WITH MASS EXTINCTIONS, ECOLOGY MATTERS


SHEEHAN, Peter M., Department of Geology, Milwaukee Public Museum, 800 W. Wells St, Milwaukee, WI 53233, BOTTJER, David, Department of Earth Sciences, University of Southern California, Los Angeles, CA 90089, DROSER, Mary L., Earth Sciences, University of California, Riverside, Riverside, CA 92521 and MCGHEE Jr, George R., Department of Geological Sciences, Rutgers Univ, Wright-Rieman Laboratories, New Brunswick, NJ 08903, sheehan@uwm.edu

Bininda-Emonds et al. 2007 established a detailed timescale of the phylogeny of mammals based on a new molecular database. However, their claim that the Cretaceous/Tertiary (K/T) extinction event does “… not seem to have had a substantial direct impact on the evolutionary dynamics of the extant mammalian lineages …” contradicts the extensive fossil record. Without the K/T extinction, dinosaurs not mammals would still be the dominant large animals on Earth. Deciphering the history of mammals from only molecular data is akin to claiming that human history could be understood if only the dates and ancestral tree of all humans were known. However, with this approach historical events such as the Roman Empire, the Chinese dynasties, and people such as Darwin would go unrecognized. The fossil record demonstrates that the ecological importance of species lost during an extinction is at least as important as losses of species diversity.

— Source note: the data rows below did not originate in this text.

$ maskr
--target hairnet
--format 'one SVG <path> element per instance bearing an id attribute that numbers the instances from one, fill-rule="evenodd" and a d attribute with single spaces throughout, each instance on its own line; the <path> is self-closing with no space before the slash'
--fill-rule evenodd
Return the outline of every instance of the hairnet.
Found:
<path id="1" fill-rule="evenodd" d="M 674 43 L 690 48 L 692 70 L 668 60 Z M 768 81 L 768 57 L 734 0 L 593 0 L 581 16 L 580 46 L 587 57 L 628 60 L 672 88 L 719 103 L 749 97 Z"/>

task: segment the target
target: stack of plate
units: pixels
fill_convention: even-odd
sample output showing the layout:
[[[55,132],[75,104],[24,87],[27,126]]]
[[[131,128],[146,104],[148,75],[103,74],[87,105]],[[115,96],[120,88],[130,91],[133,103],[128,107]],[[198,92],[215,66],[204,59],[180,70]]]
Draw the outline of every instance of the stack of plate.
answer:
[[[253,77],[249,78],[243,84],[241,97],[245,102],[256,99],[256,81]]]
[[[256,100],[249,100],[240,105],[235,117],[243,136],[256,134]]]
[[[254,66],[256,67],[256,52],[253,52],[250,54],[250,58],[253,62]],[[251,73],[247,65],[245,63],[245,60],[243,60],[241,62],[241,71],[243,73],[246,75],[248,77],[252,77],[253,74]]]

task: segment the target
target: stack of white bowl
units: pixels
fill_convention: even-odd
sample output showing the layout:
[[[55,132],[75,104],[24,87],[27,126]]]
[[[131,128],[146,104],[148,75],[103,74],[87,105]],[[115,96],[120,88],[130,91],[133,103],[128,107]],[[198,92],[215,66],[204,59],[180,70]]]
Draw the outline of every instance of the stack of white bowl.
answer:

All large, fully terrestrial animals in the Late Cretaceous were herbivorous or carnivorous dinosaurs. The K/T extinction eliminated them and allowed mammals to evolve into the vacated ecospace. Pre-extinction mammals were small insectivores, seedeaters or omnivores. Within a few million years of the extinction, surviving mammals evolved into herbivorous and carnivorous lifestyles and became the dominant large land animals.

The fact that many modern mammals did not radiate until long after the dinosaurs became extinct is presented as a new idea, but the paleontologic record clearly shows this pattern. The post-K/T radiation of mammals did not give rise to many of the modern mammals, but lineages of modern mammals survived the K/T event and radiated later.

Even though the ancestry of groups such as the artiodactyls, Perissodactyls and carnivores can be traced by molecular studies into the Cretaceous, the actual Cretaceous fossils are difficult to recognize as members of these clades because they had not begun to evolve the lifestyles or morphologic traits of modern members of these lineages. Bininda-Emonds et al. show that most modern clades of herbivorous and carnivorous mammals originated well back in the Cretaceous, while the fossil record reveals when early members of a clade began to look and act like modern members of the clade and when they became ecologic dominants. The lines of evidence are complementary not conflicting.